Fetal tachycardia in an infrequent problem (approximate prevalence of 1/10 000 pregnancies)1 that causes important morbidity and mortality. The diagnosis can be made prenatally incidentally, although the most frequent form of presentation is heart failure and hydrops foetalis.2 In order to avoid complications of a sustained foetal tachycardia, an intrauterine diagnosis can be made using foetal echocardiography and administering adequate treatment by the transplacental route.1,3,4 We present a case of a newborn that, in spite of prenatal diagnosis and treatment, developed a cholestasis secondary to foetal tachycardia, a complication wich, to date, has rarely been described.5

In the ultrasound at 33 weeks gestation, foetal tachycardia of 240 beats/min was observed, with 1:1 atrio-ventricular conduction and pericardial effusion (Figure 1). Transplacentary foetal treatment was started by administering digoxin to the mother, resulting in a decrease in the foetal heart rate to 140 beats/min. No toxicity was found in the mother. Ten days after starting treatment, the foetal tachycardia reappeared (223 beats/min); flecainide was added to the treatment, with a good response, but 5 days later, foetal tachycardia was again observed, and delivery was induced. During the 2 hours before birth, a normal foetal heart rate was observed. The baby was born with spontaneous cries, but progressive respiratory depression ensued and therefore the baby had to be examiring in the delivery room (Apgar 3/8). When exploring the newborn, a macrosomia, an edematous aspect and a systolic murmur III/VI in the mesocardium stood out. A cardiologic study was performed and a Wolff-Parkinson-White (WPW) type pre-excitation was found in the electrocardiogram (Figure 2).
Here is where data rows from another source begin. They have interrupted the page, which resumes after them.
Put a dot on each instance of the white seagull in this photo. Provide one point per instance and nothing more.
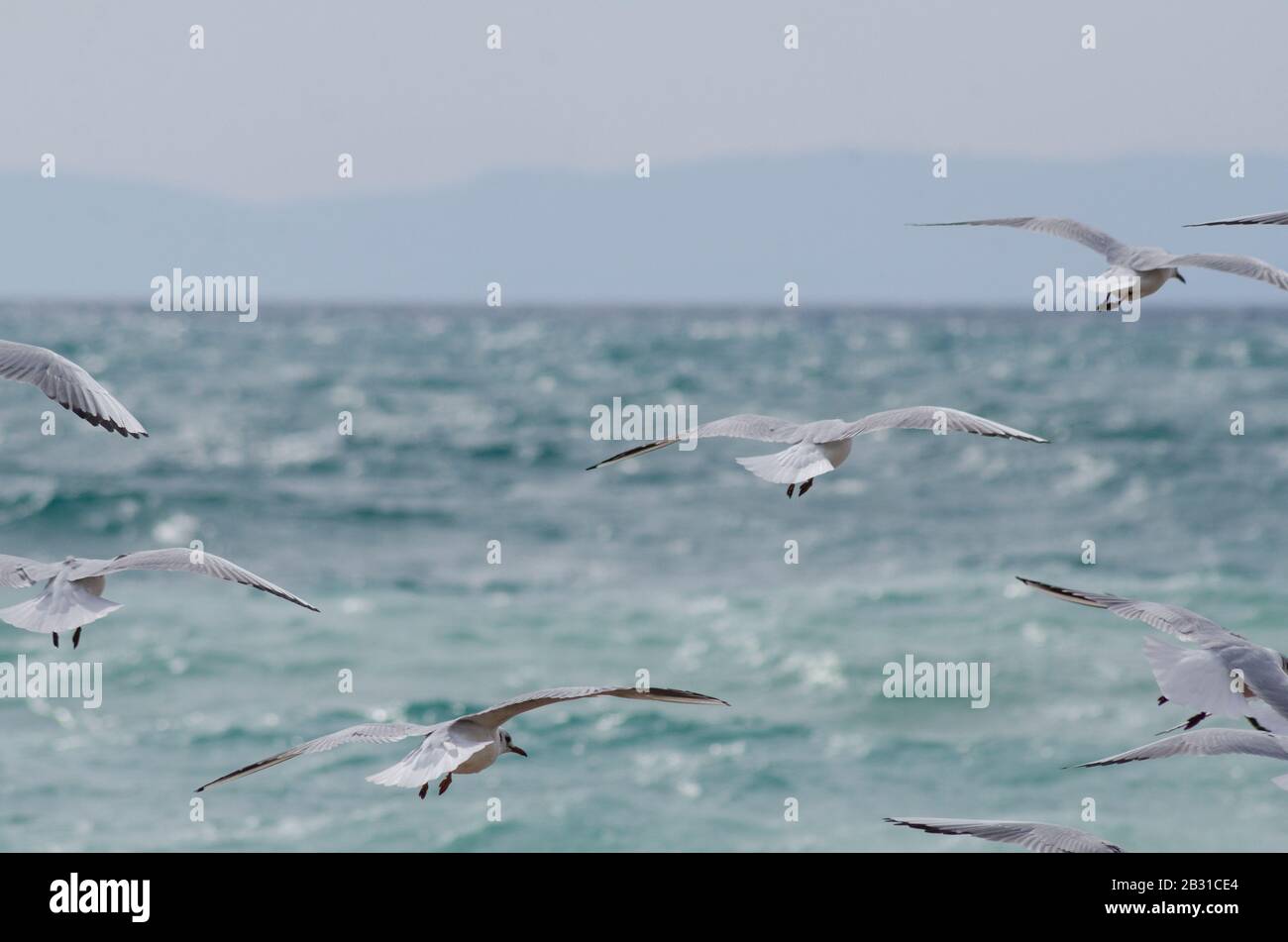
(1224, 675)
(1033, 835)
(73, 589)
(815, 448)
(1207, 743)
(459, 747)
(1154, 266)
(1263, 219)
(68, 385)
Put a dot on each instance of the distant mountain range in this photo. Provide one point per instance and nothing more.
(704, 233)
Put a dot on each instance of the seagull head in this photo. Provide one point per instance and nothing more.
(510, 747)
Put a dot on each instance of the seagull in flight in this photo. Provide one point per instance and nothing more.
(1224, 675)
(1263, 219)
(1206, 743)
(815, 448)
(459, 747)
(1153, 266)
(1034, 835)
(72, 596)
(68, 385)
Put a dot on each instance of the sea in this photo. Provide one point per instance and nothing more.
(462, 555)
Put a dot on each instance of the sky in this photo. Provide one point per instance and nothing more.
(516, 164)
(413, 94)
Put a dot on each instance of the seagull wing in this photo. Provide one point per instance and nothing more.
(1235, 263)
(183, 560)
(1263, 219)
(442, 752)
(1215, 741)
(68, 385)
(1033, 835)
(366, 732)
(17, 572)
(934, 417)
(755, 427)
(1171, 619)
(498, 714)
(1051, 226)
No pericardial effusion was found on echocardiography, but a moderate to severe tricuspid insufficiency and mild myocardial dysfunction (ejection fraction, 55%; shortening fraction, 27%) were observed. Neonatal treatment was initiated for the tachycardiomyopathy with furosemide and digoxin. The patient remained stable, with a normal heart rate, at all times, and there was an improvement in the functioning of the left ventricle.
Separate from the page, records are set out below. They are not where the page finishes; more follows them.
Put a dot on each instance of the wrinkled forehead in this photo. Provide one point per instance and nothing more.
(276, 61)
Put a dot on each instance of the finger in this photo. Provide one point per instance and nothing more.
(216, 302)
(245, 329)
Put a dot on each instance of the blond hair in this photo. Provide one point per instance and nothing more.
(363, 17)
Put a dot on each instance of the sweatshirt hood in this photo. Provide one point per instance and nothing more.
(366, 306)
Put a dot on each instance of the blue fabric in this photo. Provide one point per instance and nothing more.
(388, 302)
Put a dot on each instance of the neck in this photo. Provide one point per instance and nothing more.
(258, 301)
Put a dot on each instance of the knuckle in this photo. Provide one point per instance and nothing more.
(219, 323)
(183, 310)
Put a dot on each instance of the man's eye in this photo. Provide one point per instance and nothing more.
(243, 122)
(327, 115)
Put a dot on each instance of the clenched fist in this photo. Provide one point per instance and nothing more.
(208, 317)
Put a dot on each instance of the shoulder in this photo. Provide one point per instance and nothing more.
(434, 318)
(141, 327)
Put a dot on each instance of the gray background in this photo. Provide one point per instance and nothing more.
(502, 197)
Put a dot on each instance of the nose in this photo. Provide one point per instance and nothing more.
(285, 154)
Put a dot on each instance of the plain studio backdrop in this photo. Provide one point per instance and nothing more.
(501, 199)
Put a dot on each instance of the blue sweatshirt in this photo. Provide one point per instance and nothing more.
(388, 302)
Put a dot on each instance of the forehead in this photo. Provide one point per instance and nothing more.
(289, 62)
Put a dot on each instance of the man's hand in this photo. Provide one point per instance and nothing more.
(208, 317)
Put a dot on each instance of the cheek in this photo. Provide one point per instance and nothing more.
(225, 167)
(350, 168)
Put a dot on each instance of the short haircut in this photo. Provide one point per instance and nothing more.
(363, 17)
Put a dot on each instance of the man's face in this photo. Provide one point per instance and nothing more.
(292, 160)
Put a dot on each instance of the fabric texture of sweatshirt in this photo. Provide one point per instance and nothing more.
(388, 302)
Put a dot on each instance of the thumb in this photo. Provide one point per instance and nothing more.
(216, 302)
Figure 1.Prenatal echocardiography with pericardial effusion.

Figure 2. Electrocardiogram at birth. Wolff-Parkinson-White type pre-excitation.

On the fourth day of life, the newborn presented a green ictericia and coluria, without acolia nor other symptoms. Hyperbilirubinemia (20.2 mg/dL; direct, 4.9 mg/dL) was confirmed in the blood work. Direct bilirubin levels >2 mg/dL in newborns and lactating babies is considered indicative of cholestasis, and therefore complementary tests were requested to complete the study. Alterations were not found in the hepatic enzymes (alkaline phosphatase, AST, ALT) nor in its function, except for elevated GGT and LDH (773 and 1255 U/L, respectively). In the abdominal ultrasound no anomalies were found in the biliary path and the rest of the study for neonatal cholestasis made it possible to exclude infectious or metabolic causes. The parameters for cholestasis were progressively decreasing without treatment until they reached normal levels at 18 days of life, and the baby was discharged with digoxin as its only treatment.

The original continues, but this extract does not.